There were times when I was on my own
in the studio late at night. Through the
glass the producer and the studio manager
talking to each other with no sound reaching
me. They told me I was recording for the
world. Reading words from inside a silent
room that could be heard anywhere. Someone
once told me that there used to be a swimming
pool in here and behind a curtain there was
a grand piano. Upstairs and outside, the buses
curved round the Aldwych or streamed up
Kingsway; theatres gobbled up queues. I was
talking about books. The two women behind
the glass moved like surgeons from console to
tape to deck. Great writers fell out of my
mouth. I coughed. Go back. Redo that para.
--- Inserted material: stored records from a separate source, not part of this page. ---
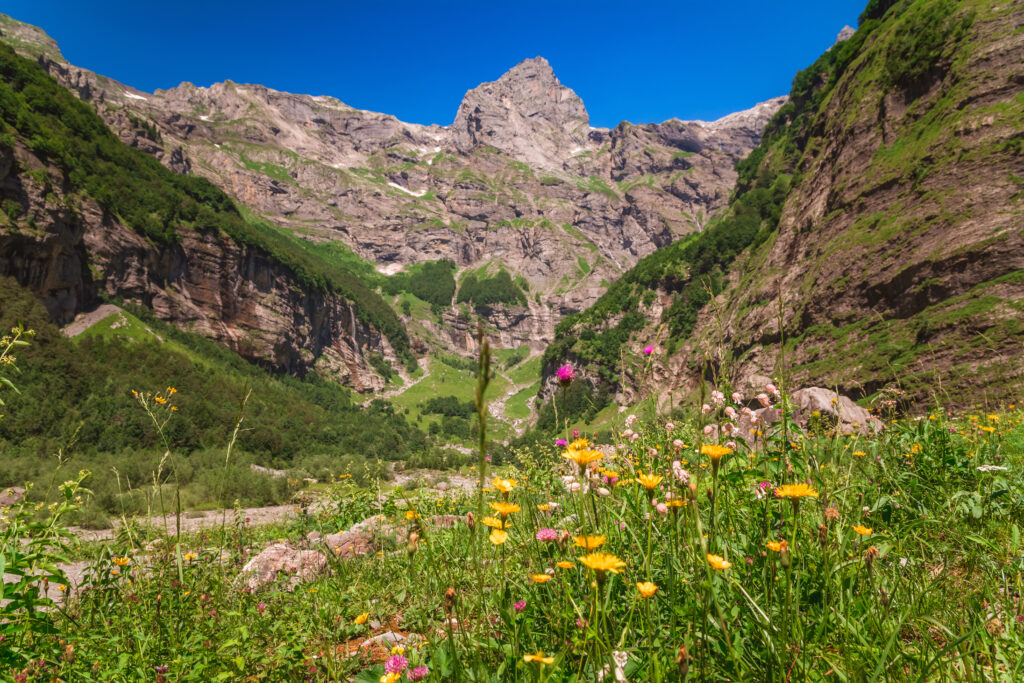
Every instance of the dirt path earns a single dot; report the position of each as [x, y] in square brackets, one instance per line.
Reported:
[83, 322]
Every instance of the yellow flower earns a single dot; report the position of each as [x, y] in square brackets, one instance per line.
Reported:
[715, 452]
[493, 522]
[589, 542]
[646, 589]
[718, 562]
[601, 562]
[796, 491]
[583, 457]
[649, 481]
[504, 509]
[504, 485]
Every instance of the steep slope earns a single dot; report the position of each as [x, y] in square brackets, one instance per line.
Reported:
[85, 216]
[881, 219]
[517, 181]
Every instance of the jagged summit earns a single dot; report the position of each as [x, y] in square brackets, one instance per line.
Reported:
[526, 114]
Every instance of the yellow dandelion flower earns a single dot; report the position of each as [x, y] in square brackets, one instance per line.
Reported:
[504, 509]
[589, 542]
[718, 562]
[715, 452]
[646, 588]
[649, 481]
[601, 562]
[796, 491]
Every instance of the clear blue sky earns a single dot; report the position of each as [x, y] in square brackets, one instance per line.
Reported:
[638, 61]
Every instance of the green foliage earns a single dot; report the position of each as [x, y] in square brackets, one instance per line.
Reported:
[151, 199]
[485, 291]
[431, 281]
[76, 394]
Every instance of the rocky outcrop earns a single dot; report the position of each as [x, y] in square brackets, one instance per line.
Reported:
[519, 179]
[68, 250]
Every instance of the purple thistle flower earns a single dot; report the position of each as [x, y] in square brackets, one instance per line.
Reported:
[395, 665]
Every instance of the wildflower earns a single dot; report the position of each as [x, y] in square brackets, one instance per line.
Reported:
[504, 509]
[583, 457]
[649, 481]
[718, 562]
[418, 674]
[796, 492]
[504, 485]
[589, 542]
[715, 452]
[395, 665]
[646, 589]
[602, 563]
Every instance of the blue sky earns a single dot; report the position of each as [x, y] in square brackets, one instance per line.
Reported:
[638, 61]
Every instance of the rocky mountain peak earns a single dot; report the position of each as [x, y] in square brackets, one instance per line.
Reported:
[526, 114]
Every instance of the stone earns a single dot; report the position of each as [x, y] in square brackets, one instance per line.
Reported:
[299, 565]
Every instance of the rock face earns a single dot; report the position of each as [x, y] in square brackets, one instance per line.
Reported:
[518, 181]
[229, 292]
[526, 115]
[896, 266]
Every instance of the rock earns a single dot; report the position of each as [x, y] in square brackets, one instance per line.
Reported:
[849, 416]
[300, 565]
[11, 496]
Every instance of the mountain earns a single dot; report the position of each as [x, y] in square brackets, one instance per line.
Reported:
[518, 180]
[877, 235]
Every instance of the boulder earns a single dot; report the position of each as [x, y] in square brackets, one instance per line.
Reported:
[300, 565]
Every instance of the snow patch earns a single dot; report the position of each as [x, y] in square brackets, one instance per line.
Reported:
[419, 193]
[389, 268]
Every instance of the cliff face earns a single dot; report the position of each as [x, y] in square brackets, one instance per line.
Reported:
[69, 251]
[519, 180]
[897, 259]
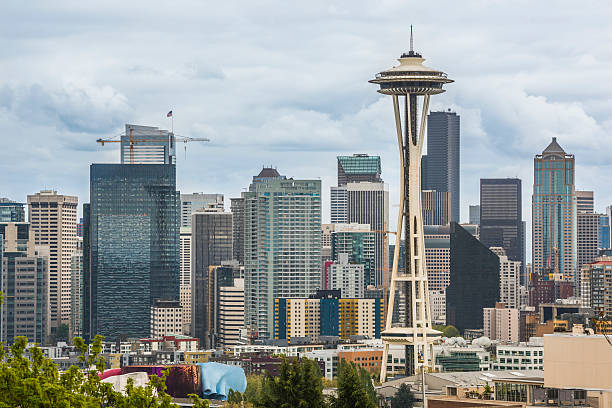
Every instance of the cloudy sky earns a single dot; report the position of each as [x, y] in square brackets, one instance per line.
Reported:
[285, 84]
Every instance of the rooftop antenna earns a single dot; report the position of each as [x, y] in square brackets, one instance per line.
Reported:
[411, 41]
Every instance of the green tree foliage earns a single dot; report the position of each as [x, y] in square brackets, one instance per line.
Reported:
[36, 382]
[403, 398]
[299, 385]
[355, 389]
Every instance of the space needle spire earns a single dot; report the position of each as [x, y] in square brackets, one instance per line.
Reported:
[411, 84]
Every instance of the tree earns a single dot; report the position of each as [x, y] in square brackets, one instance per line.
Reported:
[403, 398]
[299, 385]
[355, 390]
[36, 382]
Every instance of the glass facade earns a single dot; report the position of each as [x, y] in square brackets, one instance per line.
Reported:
[133, 227]
[474, 280]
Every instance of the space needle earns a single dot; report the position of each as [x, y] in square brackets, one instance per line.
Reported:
[411, 84]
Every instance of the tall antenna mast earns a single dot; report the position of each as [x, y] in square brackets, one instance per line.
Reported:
[411, 41]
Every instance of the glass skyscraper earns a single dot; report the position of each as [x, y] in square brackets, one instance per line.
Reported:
[554, 213]
[282, 246]
[132, 229]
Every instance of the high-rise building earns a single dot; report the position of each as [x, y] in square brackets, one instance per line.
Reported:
[166, 318]
[554, 217]
[603, 232]
[509, 275]
[147, 145]
[474, 217]
[501, 323]
[191, 203]
[346, 277]
[596, 291]
[282, 246]
[24, 283]
[368, 203]
[76, 296]
[474, 280]
[211, 244]
[352, 169]
[436, 207]
[53, 219]
[131, 247]
[443, 157]
[11, 211]
[501, 220]
[185, 280]
[359, 244]
[237, 210]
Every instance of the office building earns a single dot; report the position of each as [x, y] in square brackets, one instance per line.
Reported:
[436, 207]
[346, 277]
[509, 275]
[211, 244]
[603, 232]
[11, 211]
[474, 217]
[326, 313]
[166, 318]
[554, 217]
[282, 246]
[359, 243]
[352, 169]
[501, 220]
[474, 280]
[147, 145]
[368, 203]
[230, 318]
[53, 220]
[237, 210]
[596, 291]
[440, 167]
[24, 283]
[185, 277]
[437, 301]
[501, 323]
[76, 297]
[191, 203]
[131, 247]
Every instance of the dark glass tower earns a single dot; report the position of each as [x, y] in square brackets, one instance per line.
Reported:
[211, 244]
[440, 167]
[501, 219]
[474, 280]
[133, 229]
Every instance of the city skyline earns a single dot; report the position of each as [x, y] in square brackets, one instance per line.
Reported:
[58, 105]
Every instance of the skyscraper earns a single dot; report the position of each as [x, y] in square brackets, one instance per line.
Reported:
[554, 216]
[587, 232]
[282, 246]
[501, 220]
[368, 203]
[237, 210]
[147, 145]
[352, 169]
[211, 245]
[474, 280]
[132, 228]
[24, 282]
[191, 203]
[53, 219]
[436, 207]
[11, 211]
[474, 217]
[443, 156]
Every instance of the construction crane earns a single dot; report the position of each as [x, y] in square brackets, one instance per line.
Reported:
[135, 140]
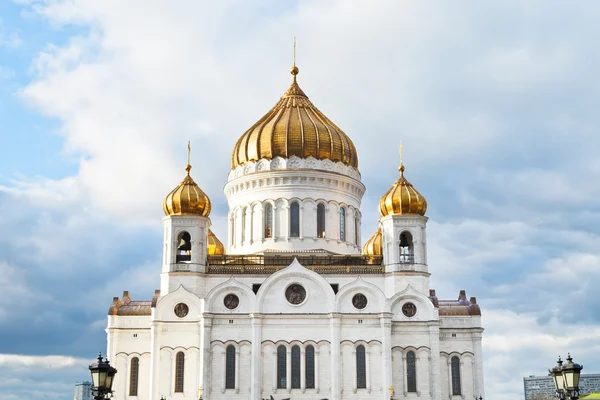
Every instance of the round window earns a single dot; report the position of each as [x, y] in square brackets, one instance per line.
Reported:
[181, 310]
[295, 293]
[231, 301]
[409, 309]
[359, 301]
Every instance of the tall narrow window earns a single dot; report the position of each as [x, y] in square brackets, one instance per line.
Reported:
[295, 367]
[455, 366]
[406, 248]
[361, 368]
[230, 367]
[184, 248]
[310, 367]
[321, 221]
[243, 224]
[233, 228]
[356, 233]
[179, 370]
[281, 367]
[133, 376]
[343, 224]
[268, 220]
[411, 372]
[294, 219]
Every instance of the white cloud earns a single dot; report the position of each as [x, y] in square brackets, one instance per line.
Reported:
[495, 103]
[50, 362]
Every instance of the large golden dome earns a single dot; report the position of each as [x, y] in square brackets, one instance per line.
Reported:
[294, 127]
[373, 246]
[402, 199]
[215, 247]
[187, 198]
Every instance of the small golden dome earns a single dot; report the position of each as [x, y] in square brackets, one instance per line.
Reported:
[373, 246]
[215, 247]
[294, 127]
[187, 198]
[402, 199]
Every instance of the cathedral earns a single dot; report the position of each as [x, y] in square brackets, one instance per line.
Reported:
[293, 306]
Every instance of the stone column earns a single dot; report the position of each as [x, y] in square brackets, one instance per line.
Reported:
[317, 369]
[205, 353]
[435, 367]
[302, 369]
[288, 370]
[256, 365]
[478, 372]
[335, 328]
[154, 360]
[385, 321]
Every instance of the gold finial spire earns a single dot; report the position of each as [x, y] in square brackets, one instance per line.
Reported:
[294, 71]
[401, 167]
[188, 167]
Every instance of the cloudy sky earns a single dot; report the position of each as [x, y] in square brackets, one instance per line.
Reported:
[496, 103]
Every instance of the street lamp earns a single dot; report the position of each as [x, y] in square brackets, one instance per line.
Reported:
[102, 378]
[566, 379]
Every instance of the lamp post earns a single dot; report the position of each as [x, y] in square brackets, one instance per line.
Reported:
[566, 379]
[102, 378]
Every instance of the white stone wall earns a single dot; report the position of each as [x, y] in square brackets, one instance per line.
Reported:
[326, 320]
[248, 194]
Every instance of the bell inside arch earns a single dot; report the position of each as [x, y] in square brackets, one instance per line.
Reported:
[405, 240]
[185, 242]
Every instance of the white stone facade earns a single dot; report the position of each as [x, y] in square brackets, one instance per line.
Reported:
[323, 347]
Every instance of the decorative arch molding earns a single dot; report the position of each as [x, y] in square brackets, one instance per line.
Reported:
[231, 285]
[356, 287]
[293, 163]
[236, 344]
[412, 348]
[304, 343]
[456, 353]
[164, 306]
[426, 310]
[179, 348]
[297, 271]
[356, 343]
[132, 354]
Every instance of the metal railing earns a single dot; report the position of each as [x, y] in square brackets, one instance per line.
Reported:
[268, 264]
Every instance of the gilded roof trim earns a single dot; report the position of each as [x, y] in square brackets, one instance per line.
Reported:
[285, 131]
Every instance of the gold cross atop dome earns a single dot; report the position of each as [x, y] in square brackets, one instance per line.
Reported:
[294, 127]
[187, 198]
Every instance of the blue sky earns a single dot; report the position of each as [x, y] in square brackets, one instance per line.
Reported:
[495, 102]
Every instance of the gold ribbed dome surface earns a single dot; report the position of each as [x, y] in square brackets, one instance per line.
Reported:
[373, 246]
[294, 127]
[215, 247]
[402, 199]
[187, 199]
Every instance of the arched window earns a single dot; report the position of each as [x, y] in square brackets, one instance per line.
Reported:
[361, 368]
[184, 248]
[133, 376]
[343, 224]
[455, 366]
[294, 219]
[268, 220]
[310, 367]
[230, 367]
[356, 233]
[179, 370]
[321, 220]
[281, 367]
[406, 248]
[243, 224]
[233, 228]
[411, 372]
[295, 367]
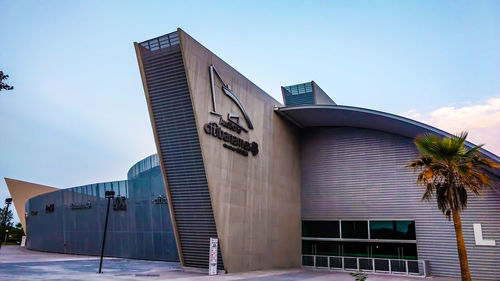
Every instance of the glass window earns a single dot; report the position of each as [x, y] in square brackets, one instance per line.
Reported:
[395, 250]
[323, 229]
[327, 248]
[355, 229]
[355, 249]
[307, 247]
[404, 230]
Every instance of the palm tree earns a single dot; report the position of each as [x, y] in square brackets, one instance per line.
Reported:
[448, 169]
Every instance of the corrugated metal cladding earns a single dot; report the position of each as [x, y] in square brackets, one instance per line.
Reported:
[350, 173]
[180, 147]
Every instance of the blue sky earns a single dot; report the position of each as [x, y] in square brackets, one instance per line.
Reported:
[78, 114]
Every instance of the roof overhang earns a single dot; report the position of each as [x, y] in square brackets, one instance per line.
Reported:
[349, 116]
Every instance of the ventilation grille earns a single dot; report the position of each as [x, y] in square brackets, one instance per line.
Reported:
[180, 148]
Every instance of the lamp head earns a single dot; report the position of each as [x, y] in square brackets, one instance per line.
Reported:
[109, 194]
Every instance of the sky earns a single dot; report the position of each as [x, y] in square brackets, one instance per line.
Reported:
[78, 115]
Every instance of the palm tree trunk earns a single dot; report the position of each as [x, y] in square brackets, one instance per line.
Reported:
[462, 251]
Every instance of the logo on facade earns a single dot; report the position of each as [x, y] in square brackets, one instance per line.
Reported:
[120, 203]
[161, 199]
[231, 141]
[49, 208]
[77, 206]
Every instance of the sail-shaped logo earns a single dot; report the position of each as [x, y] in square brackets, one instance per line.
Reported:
[226, 89]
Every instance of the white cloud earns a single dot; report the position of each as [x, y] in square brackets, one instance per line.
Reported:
[481, 120]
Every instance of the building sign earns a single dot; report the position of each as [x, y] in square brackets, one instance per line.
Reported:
[49, 208]
[232, 141]
[212, 262]
[161, 199]
[478, 235]
[76, 206]
[119, 203]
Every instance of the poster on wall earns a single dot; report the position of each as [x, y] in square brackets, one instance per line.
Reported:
[214, 244]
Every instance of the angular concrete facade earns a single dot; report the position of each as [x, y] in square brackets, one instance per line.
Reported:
[316, 161]
[255, 199]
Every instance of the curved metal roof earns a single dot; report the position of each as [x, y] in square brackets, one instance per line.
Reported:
[349, 116]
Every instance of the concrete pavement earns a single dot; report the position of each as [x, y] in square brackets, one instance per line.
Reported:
[17, 263]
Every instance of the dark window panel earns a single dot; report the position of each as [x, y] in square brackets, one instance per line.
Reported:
[404, 230]
[355, 229]
[322, 229]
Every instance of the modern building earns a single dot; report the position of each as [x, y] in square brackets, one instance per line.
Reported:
[308, 183]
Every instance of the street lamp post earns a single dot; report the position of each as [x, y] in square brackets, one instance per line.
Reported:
[109, 195]
[7, 201]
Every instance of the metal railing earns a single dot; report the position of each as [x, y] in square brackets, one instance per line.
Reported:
[376, 265]
[161, 42]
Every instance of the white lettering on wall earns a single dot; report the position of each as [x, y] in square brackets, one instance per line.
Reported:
[478, 235]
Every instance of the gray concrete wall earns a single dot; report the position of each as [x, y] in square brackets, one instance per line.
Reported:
[143, 231]
[350, 173]
[256, 199]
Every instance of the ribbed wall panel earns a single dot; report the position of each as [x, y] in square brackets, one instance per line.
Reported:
[180, 147]
[350, 173]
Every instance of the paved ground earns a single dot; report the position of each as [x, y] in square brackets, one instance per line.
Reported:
[17, 263]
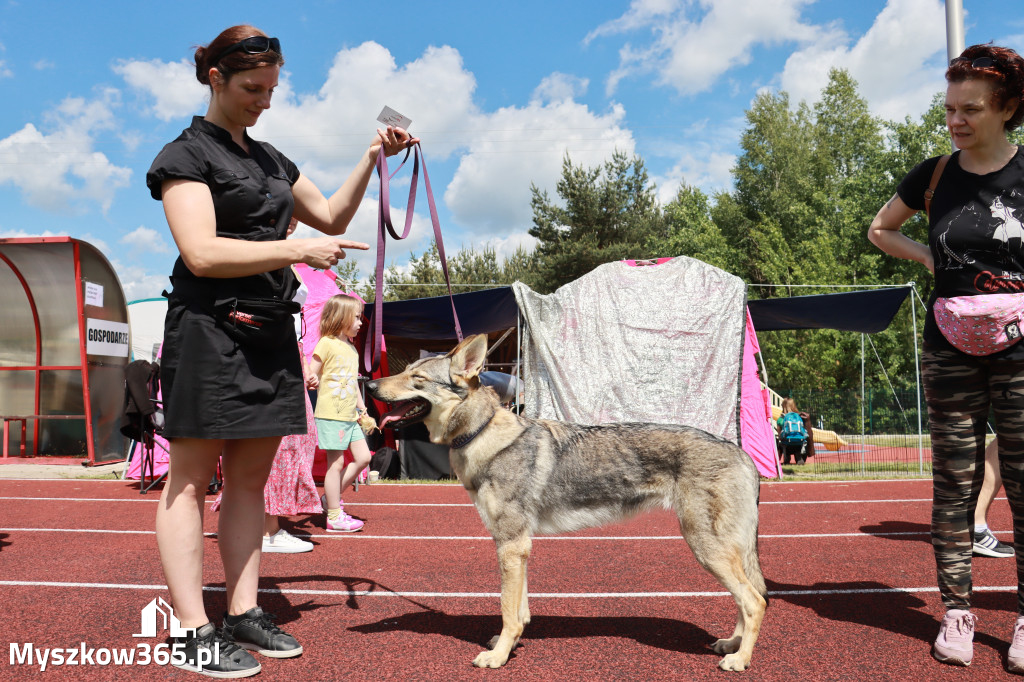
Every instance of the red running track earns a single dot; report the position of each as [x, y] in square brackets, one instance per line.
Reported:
[849, 566]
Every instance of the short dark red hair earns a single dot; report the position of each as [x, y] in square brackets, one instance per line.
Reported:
[237, 60]
[1006, 74]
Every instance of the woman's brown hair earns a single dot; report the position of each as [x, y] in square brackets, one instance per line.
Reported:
[1006, 73]
[237, 60]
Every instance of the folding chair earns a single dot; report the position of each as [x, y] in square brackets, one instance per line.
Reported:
[142, 419]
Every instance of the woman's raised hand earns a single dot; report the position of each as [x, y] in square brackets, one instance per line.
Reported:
[323, 252]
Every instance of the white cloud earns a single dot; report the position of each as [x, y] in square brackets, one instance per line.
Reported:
[694, 43]
[145, 239]
[60, 170]
[557, 87]
[501, 153]
[172, 85]
[898, 62]
[326, 133]
[515, 146]
[364, 228]
[137, 283]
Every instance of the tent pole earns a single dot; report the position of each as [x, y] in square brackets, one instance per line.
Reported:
[916, 378]
[863, 439]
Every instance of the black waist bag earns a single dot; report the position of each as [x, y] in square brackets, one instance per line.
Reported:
[257, 323]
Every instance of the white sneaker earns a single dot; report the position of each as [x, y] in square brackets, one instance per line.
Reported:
[341, 504]
[285, 543]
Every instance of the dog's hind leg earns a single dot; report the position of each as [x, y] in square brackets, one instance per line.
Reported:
[731, 558]
[512, 558]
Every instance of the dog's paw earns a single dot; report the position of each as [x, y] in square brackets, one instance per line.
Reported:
[489, 659]
[730, 645]
[733, 662]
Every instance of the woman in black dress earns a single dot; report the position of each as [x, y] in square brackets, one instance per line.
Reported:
[228, 200]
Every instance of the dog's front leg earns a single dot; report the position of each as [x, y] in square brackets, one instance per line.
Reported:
[512, 558]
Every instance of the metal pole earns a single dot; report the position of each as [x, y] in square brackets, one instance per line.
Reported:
[916, 378]
[954, 36]
[863, 438]
[954, 29]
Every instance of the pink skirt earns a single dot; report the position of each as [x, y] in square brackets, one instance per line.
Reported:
[290, 488]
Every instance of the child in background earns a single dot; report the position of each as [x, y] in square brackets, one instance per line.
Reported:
[339, 403]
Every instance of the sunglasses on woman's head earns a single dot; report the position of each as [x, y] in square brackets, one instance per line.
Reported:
[253, 45]
[980, 62]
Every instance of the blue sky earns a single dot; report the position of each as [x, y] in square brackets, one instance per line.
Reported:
[499, 92]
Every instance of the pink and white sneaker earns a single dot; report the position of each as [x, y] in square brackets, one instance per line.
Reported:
[345, 523]
[954, 644]
[1015, 659]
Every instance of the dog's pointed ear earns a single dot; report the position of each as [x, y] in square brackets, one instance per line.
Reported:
[468, 356]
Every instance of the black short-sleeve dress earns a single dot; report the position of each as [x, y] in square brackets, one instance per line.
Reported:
[212, 386]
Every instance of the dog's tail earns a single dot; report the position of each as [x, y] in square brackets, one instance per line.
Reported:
[752, 560]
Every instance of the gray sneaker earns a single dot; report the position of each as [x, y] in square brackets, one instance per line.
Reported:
[1015, 659]
[985, 544]
[208, 652]
[255, 631]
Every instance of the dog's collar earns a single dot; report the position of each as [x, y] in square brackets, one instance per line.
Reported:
[461, 441]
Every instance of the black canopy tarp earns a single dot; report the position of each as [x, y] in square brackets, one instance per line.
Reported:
[430, 318]
[865, 311]
[495, 309]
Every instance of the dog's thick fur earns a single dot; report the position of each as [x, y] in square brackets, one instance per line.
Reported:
[538, 476]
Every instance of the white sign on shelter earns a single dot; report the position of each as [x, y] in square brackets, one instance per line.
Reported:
[105, 338]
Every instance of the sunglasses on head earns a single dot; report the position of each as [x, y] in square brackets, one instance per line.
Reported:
[980, 62]
[253, 45]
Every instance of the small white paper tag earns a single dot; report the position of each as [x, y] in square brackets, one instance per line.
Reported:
[389, 117]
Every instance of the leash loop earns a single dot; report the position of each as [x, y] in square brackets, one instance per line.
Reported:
[375, 340]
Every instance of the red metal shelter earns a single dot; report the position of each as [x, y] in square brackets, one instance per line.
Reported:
[64, 346]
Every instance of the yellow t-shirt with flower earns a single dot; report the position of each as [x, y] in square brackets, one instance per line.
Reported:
[339, 379]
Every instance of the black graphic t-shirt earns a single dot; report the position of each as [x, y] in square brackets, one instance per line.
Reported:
[976, 231]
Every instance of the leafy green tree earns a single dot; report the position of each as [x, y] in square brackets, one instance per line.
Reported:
[608, 214]
[469, 269]
[691, 231]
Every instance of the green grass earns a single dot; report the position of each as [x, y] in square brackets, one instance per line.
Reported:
[856, 471]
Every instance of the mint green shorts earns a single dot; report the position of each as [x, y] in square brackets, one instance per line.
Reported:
[334, 434]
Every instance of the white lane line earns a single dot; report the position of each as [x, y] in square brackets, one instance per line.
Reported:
[360, 536]
[495, 595]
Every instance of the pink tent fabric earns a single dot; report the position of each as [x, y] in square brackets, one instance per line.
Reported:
[755, 411]
[322, 286]
[161, 451]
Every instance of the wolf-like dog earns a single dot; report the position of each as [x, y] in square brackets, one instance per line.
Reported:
[539, 476]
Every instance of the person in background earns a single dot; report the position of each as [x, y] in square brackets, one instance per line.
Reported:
[793, 430]
[976, 197]
[335, 371]
[290, 487]
[228, 200]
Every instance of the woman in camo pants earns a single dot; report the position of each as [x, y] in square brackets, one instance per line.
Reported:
[975, 248]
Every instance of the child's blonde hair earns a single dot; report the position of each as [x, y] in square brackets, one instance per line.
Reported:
[339, 313]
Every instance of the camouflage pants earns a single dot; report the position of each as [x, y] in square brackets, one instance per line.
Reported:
[960, 389]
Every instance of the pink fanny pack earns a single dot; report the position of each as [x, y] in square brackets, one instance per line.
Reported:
[980, 325]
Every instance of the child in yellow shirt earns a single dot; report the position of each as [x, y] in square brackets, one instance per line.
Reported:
[339, 403]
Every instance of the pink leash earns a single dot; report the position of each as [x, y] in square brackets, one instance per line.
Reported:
[372, 351]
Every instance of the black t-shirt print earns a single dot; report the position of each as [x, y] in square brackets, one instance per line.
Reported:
[976, 231]
[252, 198]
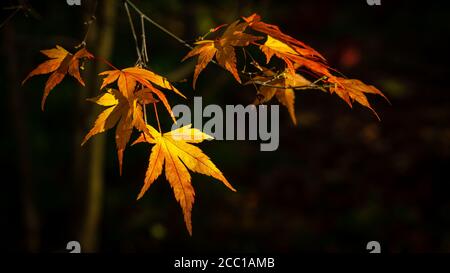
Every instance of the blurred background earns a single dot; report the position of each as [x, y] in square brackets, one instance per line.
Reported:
[339, 179]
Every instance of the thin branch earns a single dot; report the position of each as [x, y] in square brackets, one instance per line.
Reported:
[144, 52]
[157, 117]
[183, 42]
[311, 86]
[133, 32]
[88, 23]
[158, 25]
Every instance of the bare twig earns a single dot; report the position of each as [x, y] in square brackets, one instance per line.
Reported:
[88, 23]
[144, 52]
[158, 25]
[133, 32]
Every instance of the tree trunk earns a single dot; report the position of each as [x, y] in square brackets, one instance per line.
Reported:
[100, 41]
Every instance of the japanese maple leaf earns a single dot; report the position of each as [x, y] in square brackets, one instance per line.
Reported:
[279, 87]
[61, 62]
[254, 22]
[128, 77]
[291, 57]
[222, 48]
[126, 115]
[354, 90]
[173, 150]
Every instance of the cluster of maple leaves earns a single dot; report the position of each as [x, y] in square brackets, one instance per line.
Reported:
[127, 92]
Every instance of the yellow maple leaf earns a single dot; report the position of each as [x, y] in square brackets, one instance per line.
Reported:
[280, 88]
[126, 115]
[61, 62]
[128, 77]
[173, 150]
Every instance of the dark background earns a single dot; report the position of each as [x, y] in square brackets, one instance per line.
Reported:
[339, 179]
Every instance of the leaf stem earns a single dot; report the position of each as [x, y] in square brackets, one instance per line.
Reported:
[157, 117]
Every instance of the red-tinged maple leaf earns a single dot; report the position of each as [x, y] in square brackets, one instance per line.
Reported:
[128, 77]
[254, 22]
[291, 57]
[173, 150]
[280, 87]
[351, 90]
[121, 112]
[61, 62]
[222, 48]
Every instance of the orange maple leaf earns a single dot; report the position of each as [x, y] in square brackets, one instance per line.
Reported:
[354, 90]
[126, 115]
[254, 22]
[61, 62]
[128, 78]
[280, 87]
[173, 149]
[291, 57]
[222, 48]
Centuries pass. Tom Paine. Amy Tan, that
sort of thing. And then nothing. I go into the
operating theatre. The surgeons look up and
nod. I back out. Don't want to breathe on the
tape. Coming out. I hope Security don't notice.
Oh no, they have. 'One moment, sir. Why have
you been in there?' 'I don't know.' Outside,
the buses are racing. The drivers know where
they're going. The 4 from Waterloo to Finsbury
Park.


[from 'Selected Poems' Michael Rosen (Penguin 2007)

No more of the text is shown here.